En medio de tantos sentimientos encontrados y mientras me ajustaba y trataba de entender mis reacciones y las de personas cercanas que estaban pasando por un proceso similar al mío, tuve muchas teorías. A veces relacionaba la falta de adaptación con inconformismo; otras veces me daba pesar y trataba de “ponerme en los zapatos de otros” para entender que no todos vemos la vida igual y que volver tenía sus cosas malas.  Algunas otras, sentía que realmente el problema era una mezcla entre cobardía y egoísmo. Después generé una teoría mas compleja: todos sabemos que por más linda que sea Colombia, nuestra realidad y nuestro contexto es duro, así que decidí creer que el problema era que todos volvemos siendo más sensibles y cómo extrañamos tanto lo nuestro, cuando llegamos y vemos que todo está peor, se genera una frustración profunda que invade nuestro ser y que genera cierta depresión.  Lo cierto es que cada experiencia es diferente y no podemos juzgar el comportamiento de los otros solo porque nosotros estamos bien. La Karen que volvió se esfuerza cada día por ver los grises que hay entre tantos negros y blancos que antes creía como únicos.

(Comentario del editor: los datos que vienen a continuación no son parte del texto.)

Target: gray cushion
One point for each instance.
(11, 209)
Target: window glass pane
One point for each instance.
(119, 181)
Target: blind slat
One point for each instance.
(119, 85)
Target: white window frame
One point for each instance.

Volver también me llevó a descubrir que cerrar ciclos es mi gran habilidad, lo cual fue toda una revelación en mi vida teniendo en cuenta que siempre había pensado que me aferraba a las personas, a los lugares y a las rutinas. Antes veía las despedidas como lo más terrible que podía pasar; dejar ir a personas importantes en mi vida era toda una tragedia griega y creo que por eso me esforzaba por satisfacer a todo el mundo. Después de volver me enfoqué en disfrutar la incertidumbre, en aceptar las despedidas de personas que fueron cercanas, de entender que las formas de amar cambian y que la única aceptación que debo buscar es la mía. Volver también me enseño que hay viajes que no necesitan aviones porque se hacen por dentro y esos son los que más enseñanzas te dejan. 

Volver implicó dejar ir muchas cosas y personas y ahora, en medio del confinamiento por el Covid-19, en esos días en donde todos queremos salir corriendo, irnos lejos y no volver, recuerdo lo mucho que significó para mi vida la última vez que volví y que tal vez, así como dicen que lo importante no es el destino sino el camino, puede que lo importante no sea irse sino volver, para tener alas más grandes y más fuertes cuando el siguiente viaje llegue por nosotros.

Cuando volví me tatué un colibrí como símbolo de adaptación, fuerza y para recordarme que siempre estoy lista para volver a volar.
Foto: Herman Amaya.

Una respuestahasta ahora.
  1. Miguel Andrés López Martínez dice:

    ¡Gracias Karen por este texto valiente! No es fácil exponer nuestras vulnerabilidades ante los demás y sumercé lo hace con honestidad. Gracias por enseñarnos que los viajes son aventuras hacia adentro, y que el cambio está en todas partes y en todas las personas. Si bien es cierto que nunca vuelve al que se despide, también lo es que nunca se encuentra a quien despidió…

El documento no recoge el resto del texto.